According to Dendias, they had a fruitful exchange of views with Wehbe, while he stressed that, if the pandemic had not intervened, the meeting would have taken place much earlier.

He expressed Greece's full solidarity with Lebanon's efforts to rebuild the country and added: "As in the past, we are now on the side of Lebanese citizens and society. We are ready to provide our support in any way we can."

He noted that Greek companies, which have extensive experience in the Middle East, are ready to join the effort, while he underlined the support of the Greek government to promote Lebanon's relations with the EU.

"At the recent European Council, the prime minister stressed the need for a explicit reference to the fact that the new funding for refugees from Syria will cover not only the refugees in Turkey, but also Lebanon," Dendias said.

During the meeting, all regional developments in the region, as well as Syria and Libya, as well as the prospects for the development of cooperation between the two countries were also discussed.

On his part, the Lebanese foreign minister thanked "the Greek government and the Greek people for their sympathy and solidarity with Lebanon, following the devastating explosion that occurred in the port of Beirut on August 4, 2020."

He pointed out that Lebanon is looking forward to the trilateral summit in order to put on the table all the projects and possible areas of cooperation between Greece, Cyprus and Lebanon and the strengthening of the relations between the three countries.

During his meetings with both Dendias and the Cypriot Minister of Foreign Affairs Nikos Christodoulides, all common issues were discussed at a bilateral and trilateral level, with respect to security, stability, the fight against terrorism, as well as the prevention of and control of the flow of refugees in the Eastern Mediterranean.

"The challenges we face together in the Eastern Mediterranean region are great and may relate to Lebanon's own destiny, so the treatment must be radical and not just a form of 'painkiller'," he said.

"Lebanon hopes for the participation of the United Nations and certainly respects international law, human rights, the Law of the Sea, which we fully implement," he said.

He noted that Lebanon has been hosting more than 1.5 million Syrian refugees and an additional 500,000 Palestinian refugees since 1948.

"This burden that Lebanon bears cannot be compared to any other country in the world, in proportion to its population.

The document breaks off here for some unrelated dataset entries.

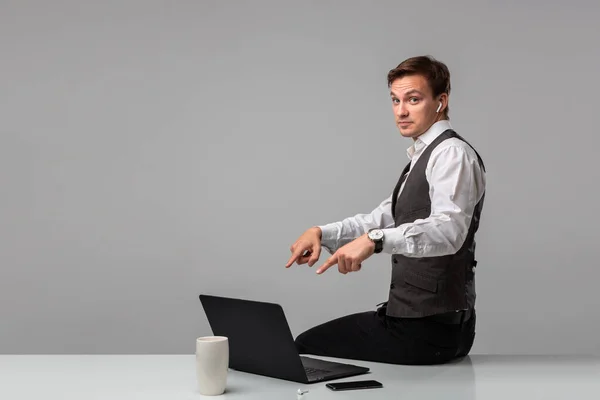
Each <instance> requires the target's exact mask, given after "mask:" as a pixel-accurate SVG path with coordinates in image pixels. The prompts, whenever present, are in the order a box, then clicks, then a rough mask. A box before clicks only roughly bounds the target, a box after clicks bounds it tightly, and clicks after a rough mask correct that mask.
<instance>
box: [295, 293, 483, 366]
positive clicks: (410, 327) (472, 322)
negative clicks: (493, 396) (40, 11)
mask: <svg viewBox="0 0 600 400" xmlns="http://www.w3.org/2000/svg"><path fill="white" fill-rule="evenodd" d="M385 312H386V305H383V306H382V307H380V308H379V309H378V310H377V311H368V312H362V313H356V314H352V315H347V316H345V317H341V318H337V319H334V320H332V321H329V322H326V323H324V324H321V325H318V326H315V327H314V328H311V329H309V330H307V331H306V332H303V333H302V334H300V335H299V336H298V337H297V338H296V340H295V342H296V347H297V348H298V352H299V353H301V354H314V355H319V356H326V357H339V358H347V359H353V360H363V361H375V362H382V363H390V364H404V365H434V364H443V363H446V362H449V361H451V360H453V359H455V358H458V357H464V356H466V355H467V354H469V352H470V350H471V347H472V346H473V341H474V339H475V310H471V313H470V318H469V319H467V320H464V321H462V322H459V323H448V322H447V321H444V322H440V321H438V320H435V319H433V318H427V317H425V318H394V317H388V316H386V315H385Z"/></svg>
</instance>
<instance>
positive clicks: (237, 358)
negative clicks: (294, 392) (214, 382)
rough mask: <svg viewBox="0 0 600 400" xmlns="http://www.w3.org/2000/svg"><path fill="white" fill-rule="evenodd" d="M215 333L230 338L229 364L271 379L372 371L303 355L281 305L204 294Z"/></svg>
mask: <svg viewBox="0 0 600 400" xmlns="http://www.w3.org/2000/svg"><path fill="white" fill-rule="evenodd" d="M200 302H201V303H202V306H203V308H204V311H205V313H206V317H207V318H208V322H209V324H210V327H211V329H212V331H213V334H214V335H215V336H227V337H228V338H229V367H230V368H231V369H234V370H238V371H242V372H248V373H252V374H257V375H263V376H268V377H271V378H278V379H284V380H288V381H294V382H300V383H316V382H323V381H328V380H332V379H338V378H344V377H348V376H354V375H359V374H365V373H367V372H369V368H367V367H361V366H357V365H352V364H345V363H338V362H331V361H325V360H319V359H316V358H311V357H306V356H300V354H299V353H298V349H297V347H296V344H295V343H294V338H293V337H292V333H291V331H290V328H289V325H288V322H287V319H286V317H285V314H284V312H283V308H282V307H281V306H280V305H279V304H274V303H266V302H260V301H252V300H243V299H234V298H229V297H220V296H211V295H204V294H202V295H200Z"/></svg>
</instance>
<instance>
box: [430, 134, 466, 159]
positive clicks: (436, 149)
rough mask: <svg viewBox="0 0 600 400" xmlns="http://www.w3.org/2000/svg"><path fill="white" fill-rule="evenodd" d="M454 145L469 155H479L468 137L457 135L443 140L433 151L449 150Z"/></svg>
mask: <svg viewBox="0 0 600 400" xmlns="http://www.w3.org/2000/svg"><path fill="white" fill-rule="evenodd" d="M452 147H457V148H459V149H462V150H464V151H465V152H466V153H468V155H469V156H473V157H477V154H476V153H475V150H474V149H473V147H471V145H470V144H469V143H468V142H467V141H466V139H464V140H463V139H460V138H457V137H449V138H447V139H445V140H442V141H441V142H440V143H439V144H438V145H437V146H436V147H435V149H433V152H441V151H443V150H447V149H449V148H452Z"/></svg>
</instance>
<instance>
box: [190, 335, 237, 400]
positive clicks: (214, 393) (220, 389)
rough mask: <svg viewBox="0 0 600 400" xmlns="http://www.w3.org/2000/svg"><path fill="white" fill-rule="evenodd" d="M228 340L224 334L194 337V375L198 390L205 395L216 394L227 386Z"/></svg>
mask: <svg viewBox="0 0 600 400" xmlns="http://www.w3.org/2000/svg"><path fill="white" fill-rule="evenodd" d="M228 368H229V340H228V338H227V337H225V336H204V337H199V338H197V339H196V377H197V379H198V390H199V392H200V394H203V395H206V396H218V395H220V394H223V393H224V392H225V386H227V369H228Z"/></svg>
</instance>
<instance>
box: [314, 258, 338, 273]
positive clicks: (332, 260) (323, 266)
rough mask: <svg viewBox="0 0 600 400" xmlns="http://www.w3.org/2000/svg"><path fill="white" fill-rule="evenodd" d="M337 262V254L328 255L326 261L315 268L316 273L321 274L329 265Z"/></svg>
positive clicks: (331, 265) (329, 266)
mask: <svg viewBox="0 0 600 400" xmlns="http://www.w3.org/2000/svg"><path fill="white" fill-rule="evenodd" d="M337 262H338V256H337V254H334V255H332V256H331V257H329V258H328V259H327V261H325V263H324V264H323V265H321V266H320V267H319V269H318V270H317V274H319V275H320V274H322V273H323V272H325V271H327V270H328V269H329V267H331V266H332V265H335V264H337Z"/></svg>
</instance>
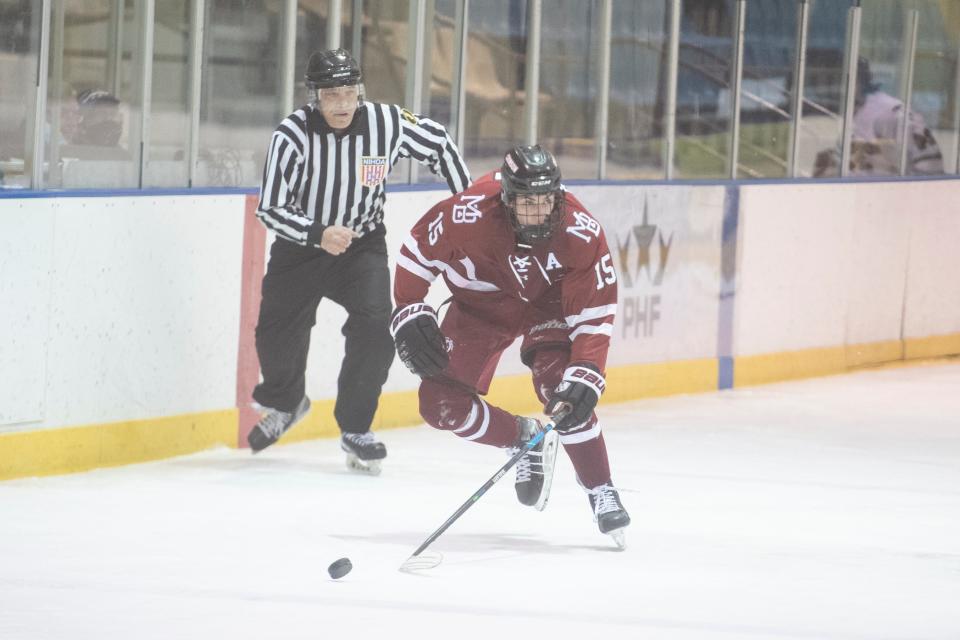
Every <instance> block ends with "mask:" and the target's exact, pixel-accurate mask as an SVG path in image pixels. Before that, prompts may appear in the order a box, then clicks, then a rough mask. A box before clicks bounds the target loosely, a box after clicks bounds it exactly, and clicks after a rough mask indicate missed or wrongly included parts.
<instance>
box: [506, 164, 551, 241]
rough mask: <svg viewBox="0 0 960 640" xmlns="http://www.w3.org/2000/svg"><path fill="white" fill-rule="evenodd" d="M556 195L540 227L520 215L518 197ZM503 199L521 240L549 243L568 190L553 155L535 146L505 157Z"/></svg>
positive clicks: (518, 238) (541, 223)
mask: <svg viewBox="0 0 960 640" xmlns="http://www.w3.org/2000/svg"><path fill="white" fill-rule="evenodd" d="M548 194H553V196H554V198H553V206H552V207H551V209H550V213H549V214H548V215H547V217H546V218H545V219H544V220H543V221H542V222H540V223H539V224H523V223H522V222H521V221H520V218H519V216H518V215H517V198H519V197H522V196H537V195H548ZM500 199H501V201H502V202H503V206H504V209H506V212H507V217H508V218H509V219H510V224H511V226H512V227H513V230H514V233H515V235H516V237H517V241H518V242H519V243H521V244H524V245H528V246H532V245H534V244H537V243H540V242H543V241H545V240H548V239H549V238H550V236H552V235H553V232H554V230H555V229H556V227H557V226H558V225H559V223H560V220H561V219H562V218H563V210H564V191H563V187H562V186H561V184H560V170H559V168H557V165H556V161H555V160H554V159H553V156H552V155H550V154H549V152H546V151H544V150H542V149H541V148H540V147H539V146H535V147H516V148H514V149H511V150H510V152H509V153H507V156H506V157H505V158H504V163H503V167H502V168H501V170H500Z"/></svg>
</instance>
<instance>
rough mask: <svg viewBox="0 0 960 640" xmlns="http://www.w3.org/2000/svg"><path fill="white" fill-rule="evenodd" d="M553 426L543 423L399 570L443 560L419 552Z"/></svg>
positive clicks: (433, 564)
mask: <svg viewBox="0 0 960 640" xmlns="http://www.w3.org/2000/svg"><path fill="white" fill-rule="evenodd" d="M559 417H562V416H559ZM553 427H554V422H548V423H547V424H545V425H544V426H543V431H541V432H540V433H538V434H537V435H535V436H534V437H533V438H531V439H530V441H529V442H527V443H526V444H525V445H524V446H523V448H522V449H520V451H518V452H517V453H515V454H513V456H512V457H511V458H510V459H509V460H507V462H506V464H504V465H503V466H502V467H500V468H499V469H498V470H497V472H496V473H495V474H493V475H492V476H491V477H490V479H489V480H487V481H486V482H484V483H483V486H482V487H480V488H479V489H477V490H476V491H475V492H474V493H473V495H472V496H470V497H469V498H467V501H466V502H464V503H463V504H462V505H460V508H459V509H457V510H456V511H454V513H453V515H452V516H450V517H449V518H447V520H446V522H444V523H443V524H442V525H440V528H438V529H437V530H436V531H434V532H433V533H431V534H430V536H429V537H428V538H427V539H426V540H424V541H423V543H422V544H421V545H420V546H419V547H417V550H416V551H414V552H413V554H411V555H410V557H409V558H407V559H406V561H404V563H403V564H402V565H400V571H417V570H421V569H432V568H434V567H435V566H437V565H438V564H440V563H441V562H442V561H443V556H441V555H440V554H439V553H437V552H432V553H428V554H426V555H421V554H423V552H424V551H425V550H426V548H427V547H429V546H430V545H431V544H433V542H434V540H436V539H437V538H439V537H440V536H441V535H442V534H443V532H444V531H446V530H447V529H449V528H450V525H452V524H453V523H454V522H456V521H457V519H458V518H460V516H462V515H463V514H464V513H466V511H467V509H469V508H470V507H472V506H473V505H474V504H475V503H476V502H477V500H479V499H480V498H481V497H483V494H485V493H486V492H487V490H488V489H490V487H492V486H493V485H495V484H496V483H497V482H498V481H499V480H500V478H502V477H503V476H504V475H505V474H506V473H507V471H509V470H510V469H511V468H512V467H513V466H514V465H515V464H517V462H519V461H520V458H522V457H523V456H525V455H526V454H527V452H528V451H530V450H531V449H533V448H534V447H535V446H537V445H538V444H539V443H540V441H541V440H543V438H544V437H545V436H546V435H547V434H548V433H550V431H552V430H553Z"/></svg>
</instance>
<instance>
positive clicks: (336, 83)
mask: <svg viewBox="0 0 960 640" xmlns="http://www.w3.org/2000/svg"><path fill="white" fill-rule="evenodd" d="M362 78H363V76H362V74H361V73H360V65H359V64H357V61H356V59H355V58H354V57H353V56H352V55H350V52H349V51H347V50H346V49H330V50H329V51H315V52H314V53H313V54H312V55H311V56H310V59H309V60H308V61H307V72H306V74H304V80H305V81H306V83H307V89H310V90H311V91H315V90H317V89H331V88H333V87H347V86H350V85H354V84H360V81H361V80H362Z"/></svg>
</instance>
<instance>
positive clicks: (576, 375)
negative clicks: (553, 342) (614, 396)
mask: <svg viewBox="0 0 960 640" xmlns="http://www.w3.org/2000/svg"><path fill="white" fill-rule="evenodd" d="M606 386H607V385H606V381H605V380H604V379H603V376H602V375H600V372H599V371H597V369H596V367H594V366H593V365H592V364H589V363H586V362H584V363H579V364H578V363H572V364H569V365H567V368H566V369H565V370H564V372H563V381H562V382H561V383H560V384H559V385H557V388H556V389H555V390H554V392H553V395H552V396H550V400H549V401H547V406H546V407H544V412H545V413H546V414H547V415H548V416H551V417H553V418H554V419H555V420H556V421H557V422H556V425H555V426H554V428H555V429H556V430H557V431H559V432H560V433H565V432H567V431H570V430H571V429H574V428H576V427H579V426H580V425H582V424H583V423H585V422H586V421H587V420H589V419H590V416H591V414H593V410H594V409H595V408H596V406H597V402H598V401H599V400H600V396H601V395H602V394H603V391H604V389H606Z"/></svg>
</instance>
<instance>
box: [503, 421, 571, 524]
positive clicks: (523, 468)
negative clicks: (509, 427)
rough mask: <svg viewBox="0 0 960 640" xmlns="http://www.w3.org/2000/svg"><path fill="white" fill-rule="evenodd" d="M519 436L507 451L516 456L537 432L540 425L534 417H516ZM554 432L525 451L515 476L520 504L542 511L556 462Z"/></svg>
mask: <svg viewBox="0 0 960 640" xmlns="http://www.w3.org/2000/svg"><path fill="white" fill-rule="evenodd" d="M517 426H518V428H519V434H518V436H517V442H516V444H514V446H513V447H510V448H509V449H508V451H509V452H510V455H515V454H516V453H517V452H518V451H519V450H520V449H521V448H523V446H524V445H525V444H526V443H528V442H530V440H532V439H533V438H534V437H535V436H536V435H537V434H538V433H540V431H542V430H543V425H541V424H540V422H539V421H537V420H535V419H533V418H525V417H522V416H518V417H517ZM557 440H558V438H557V432H556V431H549V432H548V433H547V434H546V435H545V436H544V437H543V438H542V439H541V440H540V442H538V443H537V445H536V446H534V447H533V448H531V449H530V451H529V452H527V455H525V456H523V457H522V458H520V460H519V461H518V462H517V477H516V481H515V483H514V486H515V488H516V490H517V500H519V501H520V504H524V505H527V506H528V507H533V508H535V509H536V510H537V511H543V510H544V508H545V507H546V506H547V499H548V498H549V497H550V487H551V486H552V485H553V468H554V465H555V464H556V461H557V449H558V448H559V447H558V442H557Z"/></svg>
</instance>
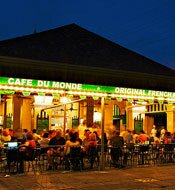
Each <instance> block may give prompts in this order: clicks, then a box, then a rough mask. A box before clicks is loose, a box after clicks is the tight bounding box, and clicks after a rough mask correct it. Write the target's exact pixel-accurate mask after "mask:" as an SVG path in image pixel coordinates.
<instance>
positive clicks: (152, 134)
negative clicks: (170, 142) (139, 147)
mask: <svg viewBox="0 0 175 190" xmlns="http://www.w3.org/2000/svg"><path fill="white" fill-rule="evenodd" d="M156 133H157V129H156V126H155V125H153V127H152V129H151V136H152V137H153V138H154V137H155V136H156Z"/></svg>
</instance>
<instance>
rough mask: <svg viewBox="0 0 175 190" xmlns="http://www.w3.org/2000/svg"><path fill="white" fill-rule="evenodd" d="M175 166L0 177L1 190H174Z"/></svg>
mask: <svg viewBox="0 0 175 190" xmlns="http://www.w3.org/2000/svg"><path fill="white" fill-rule="evenodd" d="M174 176H175V165H171V166H170V165H169V166H161V167H143V168H130V169H110V170H105V171H82V172H62V171H49V172H46V173H41V174H37V175H36V176H34V175H33V173H32V172H30V173H28V174H27V175H12V176H7V177H4V176H1V177H0V189H1V190H14V189H15V190H41V189H49V190H55V189H58V190H63V189H64V190H87V189H88V190H107V189H110V190H116V189H124V190H125V189H127V190H132V189H144V190H146V189H152V190H158V189H169V190H170V189H172V190H173V189H175V177H174Z"/></svg>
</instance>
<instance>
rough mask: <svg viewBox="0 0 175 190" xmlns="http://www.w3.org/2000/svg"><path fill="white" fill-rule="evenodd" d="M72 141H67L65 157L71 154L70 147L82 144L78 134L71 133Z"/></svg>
mask: <svg viewBox="0 0 175 190" xmlns="http://www.w3.org/2000/svg"><path fill="white" fill-rule="evenodd" d="M69 136H70V140H67V141H66V144H65V149H64V155H68V154H69V153H70V147H76V146H80V142H79V141H78V139H77V134H76V133H73V132H70V133H69Z"/></svg>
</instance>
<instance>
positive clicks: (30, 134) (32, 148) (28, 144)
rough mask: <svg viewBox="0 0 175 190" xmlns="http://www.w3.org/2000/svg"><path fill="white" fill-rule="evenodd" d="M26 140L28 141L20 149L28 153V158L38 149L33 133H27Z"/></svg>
mask: <svg viewBox="0 0 175 190" xmlns="http://www.w3.org/2000/svg"><path fill="white" fill-rule="evenodd" d="M26 138H27V139H26V141H25V142H24V143H23V144H21V145H20V146H19V149H20V150H24V151H26V155H25V156H26V157H31V154H32V150H33V149H35V148H36V142H35V140H34V139H33V134H32V132H27V134H26ZM28 147H29V148H28Z"/></svg>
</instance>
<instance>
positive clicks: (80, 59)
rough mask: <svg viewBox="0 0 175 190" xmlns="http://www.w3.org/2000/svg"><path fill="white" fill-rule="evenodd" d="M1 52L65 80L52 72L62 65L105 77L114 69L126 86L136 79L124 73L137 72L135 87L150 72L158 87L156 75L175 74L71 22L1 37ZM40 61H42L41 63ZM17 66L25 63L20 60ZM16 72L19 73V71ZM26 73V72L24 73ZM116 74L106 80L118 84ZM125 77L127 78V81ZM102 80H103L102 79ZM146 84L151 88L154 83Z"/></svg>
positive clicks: (110, 41) (155, 63)
mask: <svg viewBox="0 0 175 190" xmlns="http://www.w3.org/2000/svg"><path fill="white" fill-rule="evenodd" d="M0 56H1V57H4V56H5V57H10V58H15V59H16V58H19V59H24V60H32V62H30V61H29V63H28V62H25V64H27V63H28V64H29V65H32V66H31V72H32V67H33V69H34V68H36V67H37V65H38V66H39V65H40V71H41V70H43V69H45V71H46V70H47V69H48V73H47V76H46V75H45V76H43V75H42V74H41V73H40V75H41V78H43V79H49V80H51V79H52V80H53V79H55V80H58V79H59V80H62V78H59V76H54V77H53V76H52V74H53V73H54V72H55V71H56V70H57V69H58V70H57V71H58V72H59V69H60V67H62V69H63V70H64V69H67V68H68V67H69V70H70V67H74V70H75V69H76V68H77V69H78V68H79V69H80V68H81V69H80V70H82V69H83V70H86V72H87V69H88V68H89V70H93V68H94V69H95V71H96V73H97V72H101V75H104V76H105V75H106V78H109V77H110V76H112V75H111V73H112V72H113V75H115V74H116V75H117V74H119V76H120V78H118V83H120V85H125V86H130V83H131V82H132V83H133V81H130V79H127V77H125V76H126V75H125V74H129V73H130V74H131V75H132V77H131V78H134V76H135V79H134V81H137V80H138V81H137V82H136V83H138V84H136V83H135V82H134V83H135V84H134V85H135V86H136V87H140V88H141V87H143V88H145V86H144V82H145V80H147V79H150V75H151V76H152V77H153V76H154V77H153V78H154V81H152V82H153V83H155V84H153V86H154V87H155V86H157V87H158V85H157V84H158V83H157V82H156V81H155V80H156V79H155V76H159V77H160V78H164V77H165V78H166V80H167V81H168V80H169V79H170V78H173V79H174V74H175V71H174V70H172V69H170V68H168V67H166V66H163V65H161V64H159V63H157V62H155V61H153V60H150V59H148V58H146V57H144V56H142V55H140V54H138V53H136V52H133V51H131V50H129V49H127V48H124V47H122V46H120V45H118V44H116V43H114V42H111V41H109V40H107V39H105V38H103V37H101V36H99V35H97V34H95V33H93V32H90V31H88V30H86V29H84V28H82V27H80V26H78V25H76V24H70V25H66V26H62V27H59V28H55V29H51V30H48V31H44V32H39V33H34V34H31V35H27V36H22V37H18V38H13V39H9V40H4V41H1V42H0ZM3 60H4V59H3ZM34 60H35V61H34ZM1 61H2V59H1ZM37 61H39V62H40V64H39V62H37ZM15 62H16V61H15ZM41 62H42V63H43V65H44V68H43V67H42V66H41V65H42V63H41ZM16 64H17V63H16ZM21 64H22V62H21ZM63 65H64V66H63ZM18 66H19V67H22V65H19V64H18ZM23 67H26V66H23ZM51 67H52V68H51ZM63 67H64V68H63ZM90 68H91V69H90ZM23 69H24V68H23ZM25 69H27V68H25ZM98 69H99V70H98ZM16 70H17V69H16ZM35 70H36V69H35ZM72 70H73V68H72ZM15 72H16V73H19V72H18V71H15ZM21 72H24V70H21ZM46 72H47V71H46ZM49 72H50V75H49ZM80 72H81V71H80ZM80 72H79V74H81V75H82V73H80ZM114 73H115V74H114ZM0 74H2V75H4V73H2V71H1V72H0ZM6 74H8V73H6ZM24 74H26V73H23V75H24ZM123 74H124V75H123ZM23 75H21V76H23ZM62 75H63V73H62ZM64 75H65V74H64ZM136 75H137V77H136ZM24 76H25V75H24ZM24 76H23V77H24ZM49 76H50V77H49ZM94 76H95V74H94ZM121 76H122V78H121ZM142 76H144V77H145V79H144V82H143V84H141V81H140V80H141V78H142ZM33 77H35V78H40V76H37V75H36V76H35V75H34V76H33ZM64 77H65V76H64ZM74 77H75V76H74ZM87 77H92V78H91V79H90V80H89V79H88V78H87ZM115 77H117V76H115ZM115 77H112V78H111V80H112V81H110V80H107V81H109V85H118V83H117V82H116V79H117V78H115ZM169 77H170V78H169ZM75 78H76V77H75ZM84 78H86V79H84V80H86V81H87V82H90V83H91V82H92V83H94V82H95V80H94V79H93V75H92V76H89V75H88V76H87V75H85V76H84ZM119 79H120V80H119ZM64 80H70V79H69V76H68V74H66V78H64ZM73 80H74V81H75V82H84V81H79V79H77V80H76V79H73ZM81 80H82V77H81ZM125 80H127V81H126V82H125ZM104 81H105V80H104ZM114 81H115V82H114ZM119 81H120V82H119ZM97 82H98V79H96V83H97ZM139 82H140V83H139ZM102 83H104V82H103V81H102ZM128 83H129V84H128ZM139 84H140V85H139ZM134 85H131V86H134ZM165 86H166V85H165ZM170 86H171V85H170V84H169V87H170ZM147 87H148V88H149V87H150V88H151V86H147ZM158 88H159V87H158Z"/></svg>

It requires an approach involving the entire international community and not just Lebanon on an individual level."

"The closest countries are Cyprus and Greece and we must thank them for their understanding and response," he stressed.

He also referred to the problems and challenges facing his country after the explosion and the economic crisis it is suffering from and noted that "Greece had gone through a similar economic crisis, from which it has emerged, and of course we want to benefit from the Greek experience."

Finally, Wehby congratulated "Greece on the 200th anniversary of the 1821 Revolution against the Ottoman yoke."